Me: You matched my socks wrong again.
DJ: Did I? I matched 'em Hanes to Hanes.
Me: No, you did it wrong. Well, you got one pair right cause they are the only long pair I wore all week. Oh! Wait you matched 2 pair right.
DJ: How am I supposed to match 'em again? Sock to sock?
Me: No, dot to no dot.
DJ: Oh, yeah. I for got you have Indian socks.
Me: ... (I was going to say something back at him, but then it hit me what he meant by Indian socks and I couldn't help but laugh my butt off.)
DJ: Next thing you know, you're socks will get jobs at Dell. *fake Indian accect* Hello, my name is being Mr. Hanes. How may I direct you call?
Me: ...(I had to sit down. I was too busy laughing to respond.)
Because Lil Miss wears the same socks as I do, some of my socks have a black dot on the toe so I know which are mine. Just Friday night I was telling DJ how nice it was having someone around who is silly with me and sometimes sillier. It's kinda nice having someone around who makes me say, "I never met that person." (This convo was after he tried to order 20 chicken vaginas at the Taco Bell drive-through.) The above convo is yet another one of these examples. You rock with your wacky self, DJ!!!
Sorry for the late post. I was busy having a life. HHAHA! Ok, I don't really have a life. Not much. Shut up! I was visiting DJ's mom and eating burgers. And I'm not gonna apologize for it. Not when ground beef or Slurpees are involved. And we got a Slurpee on the way home. :P So anyway, today I'm gonna share another convo that I forgot I had written down. Hope you enjoy and I will be back with a regular post tomorrow.
Me: Will you go pee for me?
Me: P-L-E-A-S-E!!! I don't ask for much.
DJ: I can't.
Me: If you really loved me you would.
DJ: I CAN'T.
Me: Lil Miss at least tried.
DJ: I'm not going pee for you.
Me: *huffs* FINE!!! I'll do it myself!
Lil Miss did actually try to do it for me. Maybe because she's still young and believes in magic and fairies...I don't know, but at least she tried. And who hasn't made this request of someone? Just learn how to osmosis your urine into someone else so you can be lazy and not have to get up because that would involve moving.

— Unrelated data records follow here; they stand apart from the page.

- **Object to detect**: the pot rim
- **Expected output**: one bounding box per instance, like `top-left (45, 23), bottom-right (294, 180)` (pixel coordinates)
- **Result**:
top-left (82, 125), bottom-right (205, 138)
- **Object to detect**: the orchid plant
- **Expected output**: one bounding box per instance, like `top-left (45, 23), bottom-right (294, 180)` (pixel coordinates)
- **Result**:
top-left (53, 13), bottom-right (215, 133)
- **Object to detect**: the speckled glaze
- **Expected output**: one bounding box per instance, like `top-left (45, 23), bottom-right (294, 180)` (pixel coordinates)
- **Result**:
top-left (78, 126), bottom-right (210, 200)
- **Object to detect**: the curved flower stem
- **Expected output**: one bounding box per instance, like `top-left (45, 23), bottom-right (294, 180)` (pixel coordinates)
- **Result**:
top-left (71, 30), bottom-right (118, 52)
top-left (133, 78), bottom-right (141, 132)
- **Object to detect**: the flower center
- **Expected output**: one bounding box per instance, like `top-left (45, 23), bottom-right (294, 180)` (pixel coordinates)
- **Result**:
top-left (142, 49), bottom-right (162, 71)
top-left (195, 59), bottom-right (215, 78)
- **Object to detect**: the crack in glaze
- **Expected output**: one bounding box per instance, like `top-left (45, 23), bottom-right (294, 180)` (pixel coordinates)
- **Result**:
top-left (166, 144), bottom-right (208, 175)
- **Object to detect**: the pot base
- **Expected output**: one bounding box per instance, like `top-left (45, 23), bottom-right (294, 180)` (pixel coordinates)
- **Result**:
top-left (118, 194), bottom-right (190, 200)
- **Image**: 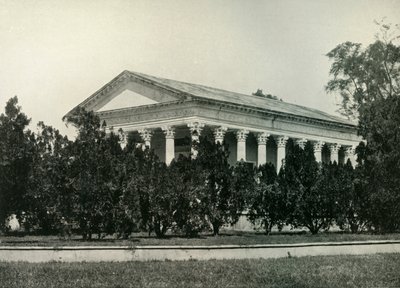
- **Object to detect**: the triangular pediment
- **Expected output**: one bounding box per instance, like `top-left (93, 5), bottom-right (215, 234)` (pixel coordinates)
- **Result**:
top-left (67, 71), bottom-right (186, 115)
top-left (97, 89), bottom-right (160, 112)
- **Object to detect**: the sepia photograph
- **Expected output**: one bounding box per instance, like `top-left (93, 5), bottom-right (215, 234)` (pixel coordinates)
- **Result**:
top-left (0, 0), bottom-right (400, 288)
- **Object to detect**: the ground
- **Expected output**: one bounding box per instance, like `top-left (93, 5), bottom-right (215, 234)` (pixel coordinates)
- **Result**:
top-left (0, 231), bottom-right (400, 246)
top-left (0, 254), bottom-right (400, 288)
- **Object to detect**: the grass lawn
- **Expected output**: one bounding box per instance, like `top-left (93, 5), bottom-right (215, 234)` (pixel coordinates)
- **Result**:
top-left (0, 231), bottom-right (400, 246)
top-left (0, 254), bottom-right (400, 288)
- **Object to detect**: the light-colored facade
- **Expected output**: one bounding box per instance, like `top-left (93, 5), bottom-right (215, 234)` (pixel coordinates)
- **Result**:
top-left (69, 71), bottom-right (361, 170)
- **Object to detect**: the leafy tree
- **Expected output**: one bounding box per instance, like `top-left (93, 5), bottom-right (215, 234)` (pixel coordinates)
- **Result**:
top-left (169, 155), bottom-right (209, 237)
top-left (193, 137), bottom-right (236, 235)
top-left (333, 161), bottom-right (369, 233)
top-left (326, 24), bottom-right (400, 232)
top-left (279, 141), bottom-right (336, 234)
top-left (0, 97), bottom-right (34, 229)
top-left (246, 164), bottom-right (286, 235)
top-left (67, 109), bottom-right (122, 239)
top-left (23, 122), bottom-right (74, 233)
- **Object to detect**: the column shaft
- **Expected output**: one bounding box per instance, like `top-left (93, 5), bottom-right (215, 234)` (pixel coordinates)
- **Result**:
top-left (344, 147), bottom-right (357, 167)
top-left (257, 132), bottom-right (269, 166)
top-left (163, 127), bottom-right (175, 165)
top-left (187, 122), bottom-right (204, 159)
top-left (329, 144), bottom-right (341, 164)
top-left (275, 136), bottom-right (289, 173)
top-left (138, 129), bottom-right (152, 149)
top-left (314, 141), bottom-right (325, 163)
top-left (236, 130), bottom-right (249, 161)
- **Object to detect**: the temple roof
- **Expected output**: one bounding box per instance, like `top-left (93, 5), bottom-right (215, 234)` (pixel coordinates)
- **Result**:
top-left (66, 71), bottom-right (355, 125)
top-left (130, 72), bottom-right (354, 124)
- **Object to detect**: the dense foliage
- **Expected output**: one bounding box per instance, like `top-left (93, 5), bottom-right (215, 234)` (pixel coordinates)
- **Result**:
top-left (327, 24), bottom-right (400, 232)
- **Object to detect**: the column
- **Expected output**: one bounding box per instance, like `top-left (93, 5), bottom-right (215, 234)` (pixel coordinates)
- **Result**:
top-left (275, 136), bottom-right (289, 173)
top-left (257, 132), bottom-right (269, 166)
top-left (187, 122), bottom-right (204, 159)
top-left (314, 141), bottom-right (325, 163)
top-left (118, 129), bottom-right (128, 149)
top-left (138, 129), bottom-right (152, 149)
top-left (296, 138), bottom-right (307, 150)
top-left (162, 126), bottom-right (175, 165)
top-left (236, 129), bottom-right (249, 161)
top-left (214, 126), bottom-right (228, 144)
top-left (329, 143), bottom-right (341, 164)
top-left (344, 146), bottom-right (357, 167)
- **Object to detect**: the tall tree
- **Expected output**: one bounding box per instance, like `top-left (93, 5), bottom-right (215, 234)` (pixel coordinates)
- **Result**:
top-left (23, 122), bottom-right (74, 233)
top-left (66, 109), bottom-right (122, 239)
top-left (279, 141), bottom-right (336, 234)
top-left (326, 24), bottom-right (400, 232)
top-left (194, 137), bottom-right (234, 235)
top-left (246, 164), bottom-right (287, 235)
top-left (0, 97), bottom-right (34, 229)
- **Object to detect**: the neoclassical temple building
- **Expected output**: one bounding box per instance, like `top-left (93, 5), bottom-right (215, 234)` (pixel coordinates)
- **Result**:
top-left (68, 71), bottom-right (361, 170)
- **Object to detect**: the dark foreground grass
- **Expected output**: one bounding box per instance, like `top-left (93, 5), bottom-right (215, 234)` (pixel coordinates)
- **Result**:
top-left (0, 231), bottom-right (400, 247)
top-left (0, 254), bottom-right (400, 288)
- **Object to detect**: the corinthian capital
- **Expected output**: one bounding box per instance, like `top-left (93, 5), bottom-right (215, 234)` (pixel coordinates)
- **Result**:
top-left (236, 129), bottom-right (249, 142)
top-left (257, 132), bottom-right (269, 145)
top-left (274, 136), bottom-right (289, 148)
top-left (161, 126), bottom-right (175, 139)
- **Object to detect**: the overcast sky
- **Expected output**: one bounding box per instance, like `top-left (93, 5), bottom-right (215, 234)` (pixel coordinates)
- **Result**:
top-left (0, 0), bottom-right (400, 134)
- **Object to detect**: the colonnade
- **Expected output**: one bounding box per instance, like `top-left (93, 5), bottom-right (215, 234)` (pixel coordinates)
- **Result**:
top-left (121, 122), bottom-right (355, 171)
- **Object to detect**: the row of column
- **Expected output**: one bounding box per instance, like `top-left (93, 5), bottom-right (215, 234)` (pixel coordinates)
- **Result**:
top-left (123, 122), bottom-right (354, 171)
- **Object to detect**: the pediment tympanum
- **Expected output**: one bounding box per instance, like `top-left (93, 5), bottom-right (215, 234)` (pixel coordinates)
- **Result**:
top-left (97, 89), bottom-right (160, 112)
top-left (69, 71), bottom-right (182, 113)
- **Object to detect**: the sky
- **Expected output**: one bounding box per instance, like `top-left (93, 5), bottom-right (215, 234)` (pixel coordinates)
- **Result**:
top-left (0, 0), bottom-right (400, 135)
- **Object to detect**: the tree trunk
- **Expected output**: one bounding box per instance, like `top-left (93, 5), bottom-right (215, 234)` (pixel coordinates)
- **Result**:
top-left (212, 222), bottom-right (220, 236)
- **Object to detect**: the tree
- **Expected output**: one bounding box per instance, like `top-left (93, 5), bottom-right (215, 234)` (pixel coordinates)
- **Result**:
top-left (23, 122), bottom-right (74, 233)
top-left (0, 97), bottom-right (34, 229)
top-left (169, 155), bottom-right (209, 237)
top-left (193, 137), bottom-right (238, 235)
top-left (279, 141), bottom-right (336, 234)
top-left (326, 24), bottom-right (400, 232)
top-left (331, 161), bottom-right (368, 233)
top-left (246, 164), bottom-right (286, 235)
top-left (63, 109), bottom-right (122, 240)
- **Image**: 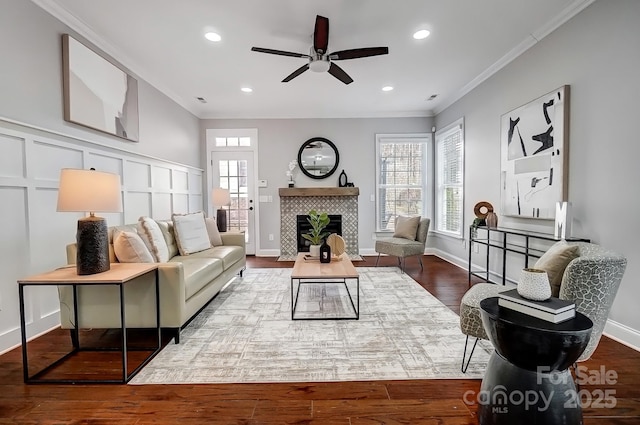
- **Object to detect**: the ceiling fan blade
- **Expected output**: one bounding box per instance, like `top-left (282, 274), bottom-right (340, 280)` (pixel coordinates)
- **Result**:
top-left (251, 47), bottom-right (310, 58)
top-left (313, 15), bottom-right (329, 54)
top-left (329, 63), bottom-right (353, 84)
top-left (329, 47), bottom-right (389, 60)
top-left (282, 63), bottom-right (309, 83)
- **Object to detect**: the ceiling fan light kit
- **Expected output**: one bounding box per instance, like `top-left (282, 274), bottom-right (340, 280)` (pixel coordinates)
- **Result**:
top-left (251, 15), bottom-right (389, 84)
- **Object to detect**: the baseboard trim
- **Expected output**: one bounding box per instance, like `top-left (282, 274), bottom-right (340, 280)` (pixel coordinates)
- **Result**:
top-left (603, 319), bottom-right (640, 351)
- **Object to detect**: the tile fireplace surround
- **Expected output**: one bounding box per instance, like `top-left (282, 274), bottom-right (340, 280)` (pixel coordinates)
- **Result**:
top-left (278, 187), bottom-right (360, 261)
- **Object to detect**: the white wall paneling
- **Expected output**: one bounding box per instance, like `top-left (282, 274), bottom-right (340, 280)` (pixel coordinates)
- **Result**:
top-left (0, 120), bottom-right (203, 353)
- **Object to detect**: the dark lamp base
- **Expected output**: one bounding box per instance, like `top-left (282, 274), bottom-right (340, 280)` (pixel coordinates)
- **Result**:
top-left (76, 217), bottom-right (111, 275)
top-left (216, 208), bottom-right (227, 232)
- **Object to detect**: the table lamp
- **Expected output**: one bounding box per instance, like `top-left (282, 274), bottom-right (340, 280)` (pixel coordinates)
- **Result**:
top-left (58, 168), bottom-right (122, 275)
top-left (211, 187), bottom-right (231, 232)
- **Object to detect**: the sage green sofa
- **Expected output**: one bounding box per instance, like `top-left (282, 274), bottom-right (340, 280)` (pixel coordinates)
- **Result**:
top-left (58, 221), bottom-right (246, 344)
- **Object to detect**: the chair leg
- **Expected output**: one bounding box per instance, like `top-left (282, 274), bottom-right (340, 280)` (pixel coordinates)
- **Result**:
top-left (460, 335), bottom-right (479, 373)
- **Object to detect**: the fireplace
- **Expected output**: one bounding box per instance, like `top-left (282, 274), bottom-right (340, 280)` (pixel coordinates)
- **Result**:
top-left (278, 187), bottom-right (361, 261)
top-left (296, 214), bottom-right (342, 252)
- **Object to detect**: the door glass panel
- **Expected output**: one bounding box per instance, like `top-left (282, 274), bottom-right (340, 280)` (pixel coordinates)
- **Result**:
top-left (218, 160), bottom-right (251, 238)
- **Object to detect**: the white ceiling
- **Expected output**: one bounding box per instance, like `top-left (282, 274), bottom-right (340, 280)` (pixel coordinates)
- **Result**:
top-left (32, 0), bottom-right (594, 118)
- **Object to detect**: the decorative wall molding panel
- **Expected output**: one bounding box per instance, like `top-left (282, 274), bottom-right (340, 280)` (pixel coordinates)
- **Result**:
top-left (0, 119), bottom-right (204, 353)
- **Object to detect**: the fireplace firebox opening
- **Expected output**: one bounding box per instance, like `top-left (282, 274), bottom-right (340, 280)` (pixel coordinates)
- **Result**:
top-left (296, 214), bottom-right (342, 252)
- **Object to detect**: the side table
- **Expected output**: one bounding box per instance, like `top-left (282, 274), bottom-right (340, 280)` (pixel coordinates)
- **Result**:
top-left (18, 263), bottom-right (162, 384)
top-left (478, 297), bottom-right (593, 425)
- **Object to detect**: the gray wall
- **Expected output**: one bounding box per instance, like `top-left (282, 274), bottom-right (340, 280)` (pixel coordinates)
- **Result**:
top-left (435, 0), bottom-right (640, 338)
top-left (201, 117), bottom-right (433, 253)
top-left (0, 0), bottom-right (202, 167)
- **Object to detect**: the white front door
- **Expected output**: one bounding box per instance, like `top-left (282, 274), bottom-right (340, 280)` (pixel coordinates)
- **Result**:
top-left (211, 150), bottom-right (257, 255)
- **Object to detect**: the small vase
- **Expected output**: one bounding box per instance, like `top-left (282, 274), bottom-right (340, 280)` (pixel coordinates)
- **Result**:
top-left (518, 269), bottom-right (551, 301)
top-left (320, 239), bottom-right (331, 263)
top-left (309, 245), bottom-right (321, 257)
top-left (484, 211), bottom-right (498, 228)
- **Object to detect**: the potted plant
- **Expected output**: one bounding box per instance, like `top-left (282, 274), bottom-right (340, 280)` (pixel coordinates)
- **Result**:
top-left (302, 210), bottom-right (330, 257)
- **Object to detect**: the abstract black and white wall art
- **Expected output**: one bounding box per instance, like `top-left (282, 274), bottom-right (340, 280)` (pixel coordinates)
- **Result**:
top-left (500, 86), bottom-right (569, 220)
top-left (62, 34), bottom-right (139, 142)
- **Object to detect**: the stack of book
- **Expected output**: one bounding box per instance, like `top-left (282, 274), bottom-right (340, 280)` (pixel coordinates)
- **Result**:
top-left (498, 289), bottom-right (576, 323)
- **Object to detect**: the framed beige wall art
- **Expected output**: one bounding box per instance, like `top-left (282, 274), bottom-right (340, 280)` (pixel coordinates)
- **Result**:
top-left (498, 86), bottom-right (569, 220)
top-left (62, 34), bottom-right (139, 142)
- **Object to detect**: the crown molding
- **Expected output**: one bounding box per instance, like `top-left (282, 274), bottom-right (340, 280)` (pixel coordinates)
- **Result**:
top-left (31, 0), bottom-right (202, 118)
top-left (434, 0), bottom-right (596, 115)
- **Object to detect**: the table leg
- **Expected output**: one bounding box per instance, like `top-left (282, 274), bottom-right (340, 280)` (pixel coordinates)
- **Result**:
top-left (477, 352), bottom-right (582, 425)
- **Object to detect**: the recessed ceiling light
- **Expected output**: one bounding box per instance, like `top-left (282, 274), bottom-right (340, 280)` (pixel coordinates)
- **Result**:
top-left (413, 30), bottom-right (431, 40)
top-left (204, 32), bottom-right (222, 41)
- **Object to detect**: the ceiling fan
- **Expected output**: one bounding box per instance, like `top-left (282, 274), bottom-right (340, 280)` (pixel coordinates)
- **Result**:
top-left (251, 15), bottom-right (389, 84)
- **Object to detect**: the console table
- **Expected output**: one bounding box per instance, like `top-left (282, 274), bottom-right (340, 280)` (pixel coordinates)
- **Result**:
top-left (468, 226), bottom-right (590, 286)
top-left (18, 263), bottom-right (162, 384)
top-left (478, 297), bottom-right (593, 425)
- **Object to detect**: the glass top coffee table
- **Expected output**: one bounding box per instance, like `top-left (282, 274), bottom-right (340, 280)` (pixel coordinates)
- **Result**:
top-left (291, 253), bottom-right (360, 320)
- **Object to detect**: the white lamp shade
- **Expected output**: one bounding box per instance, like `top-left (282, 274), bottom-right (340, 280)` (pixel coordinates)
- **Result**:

I really don't think it's too much to ask. Apparently someone does.
So a couple of days ago I shared a convo with my mom about how she caught a 'possum under her house and thought there was a mate. Read it here
. I woke up yesterday to these texts:
Mom: Dinner against tonight, you one your way?
Mom: Dinner again, not against (yeah that cleared things up, Mom)
Mom: Love waking to critters, feels like "Up-North"
Me: Is that the mate?
Mom: I think so
Me: So now that you got 2, what you gonna make instead of stew? 'Possum loaf?
Mom: A pair of matching slippers.
The scarry thing? I can see her wearing opossum slippers.